The MIMO channel does not depend on the routing of data and there is no obligation to use clusters of antennas. This channel depends on the system fraquency bandwidth, the type of antennas, their number and location and their orientation.
For narrowband MIMO systems, the MIMO channel is characterized by its matrix H of size NxM, where N is the number of transmit antennas and M is the number of receive antennas. This can be the case of MIMO systems using Orthogonal Frequency Division Modulation (OFDM) where each sub-channel can be considered as a SISO (Single Input Single Output) flat channel (frequency not-selective channel). For time-varying MIMO channels, the coefficients of the channel matrix H are random variables, for example Rayleigh variables. When using a base-band representation of MIMO systems, the channel coefficients are complex Gaussian variables with zero mean and equal variance. These coefficients can be independent identical variables but other MIMO channels models can introduce correlations between these variables, as in
B. Habib, G. Zaharia, H. Farhat, G. El Zein Outdoor-to-Indoor MIMO Hardware Simulator with Channel Sounding at 3.5 GHz, Proc. of VTC-Spring, 2013
For wideband MIMO systems, each coefficient hmn(t) of the channel matrix H is the impulse response of the SISO multipath propagation channel between the transmit antenna m and the receive antenna n. These coefficients are random functions. They can be consideres independent or dependent, depending on the used MIMO channel.
Thanks all. In almost all papers on massive MIMO, Ray Leigh block fading model is used.
Sir, G. Zaharia, thanks for your valuable answer. Can you please let me know, what will be the coefficients of channel matrix H for Massive MIMO? Should I consider independent Guassian random variables?
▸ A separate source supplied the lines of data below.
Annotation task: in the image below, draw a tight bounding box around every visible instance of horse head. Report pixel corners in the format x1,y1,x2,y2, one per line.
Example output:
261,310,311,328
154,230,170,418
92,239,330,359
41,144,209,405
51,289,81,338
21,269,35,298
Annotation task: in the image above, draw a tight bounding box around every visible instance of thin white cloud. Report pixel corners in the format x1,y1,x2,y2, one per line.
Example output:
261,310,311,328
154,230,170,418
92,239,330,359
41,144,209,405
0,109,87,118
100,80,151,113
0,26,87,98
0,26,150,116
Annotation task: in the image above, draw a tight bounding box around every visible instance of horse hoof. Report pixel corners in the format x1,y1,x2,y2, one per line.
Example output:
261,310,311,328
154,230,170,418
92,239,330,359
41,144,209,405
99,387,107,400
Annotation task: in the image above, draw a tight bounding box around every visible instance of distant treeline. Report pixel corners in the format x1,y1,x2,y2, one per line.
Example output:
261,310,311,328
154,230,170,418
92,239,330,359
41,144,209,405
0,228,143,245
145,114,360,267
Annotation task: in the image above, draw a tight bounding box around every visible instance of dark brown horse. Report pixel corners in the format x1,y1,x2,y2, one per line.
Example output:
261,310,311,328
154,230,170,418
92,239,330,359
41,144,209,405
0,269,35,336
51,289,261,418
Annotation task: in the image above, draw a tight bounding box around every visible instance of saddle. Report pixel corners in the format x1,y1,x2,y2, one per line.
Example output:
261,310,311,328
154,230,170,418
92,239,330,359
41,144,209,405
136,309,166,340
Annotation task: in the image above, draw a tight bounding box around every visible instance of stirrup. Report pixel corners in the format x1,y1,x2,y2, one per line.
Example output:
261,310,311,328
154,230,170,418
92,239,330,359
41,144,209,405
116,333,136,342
So far there are only a few channel measurements reported for massive MIMO so it is hard to say what kind of channel model that is most appropriate in different scenarios. Models for small-scale MIMO is a good starting point, but needs to be revised to handle shadowing variations of the array, spherical wavefronts in the near-field, etc.
Most analytical papers consider simple Rayleigh fading channels since it simplifies the analysis. Measurements have shown similar performance results even if the channel models are not the same.
For the coefficients of the MIMO channel matrix it is possible de consider independent Gaussian random variables. This depends on the accuracy of the results you wish to obtain. Some correlation between these coefficients can be introduced, as in the indicated paper. There is no much difference between the MIMO propagation channel and the massive MIMO propagation channel. Only the size of the channel matrix is increased for massive MIMO. The main difference is the manner to use the propagation channel by the massive MIMO systems.
Thanks all for the valuable answers. Small scale fading channel can be considered when the antennas are well separated. Is it okay to consider the channel coefficients as the product of small scale fading coefficients and the path loss attenuation? Please correct me if I am wrong?
Yes, the channel coefficients are usually modeled as product between small-scale fading (= variations caused by multi path propagation) and large-scale fading (= distant dependent path loss attenuation and location-dependent shadowing).
Thank you sir Emil. Can you also please tell me that, while using rayleigh fading channel in MATLAB, should I consider the channel matrix as the element of Tx antenna of BS and the number of users? Is there example of any MATLAB code for this channel model?
At each moment t, the element h_nm of the channel matrix H represents the path loss between the transmit antenna m (M transmit antennas) and the receive antenna n (N receive antennas). the value h_nm at the instant t depends on the distance between the transmitter and the receiver, the type of antennas (Tx ans Rx) and the propagation environment. The matrix H does not depend on the number of users.
Try :
L Schumacher, WLAN MIMO channel matlab program (http://www), . info.fundp.ac.be/~lsc/Research/IEEE_80211_HTSG_CMSC/distribution_terms.html webcite
Why we prefer i.i.d Rayleigh Fading over Correlated Rayleigh Fading in Massive MIMO? What are the bnefits of i.i.d Rayleigh Fading? Please answer of my question and a special request to Emil Björnson for reply.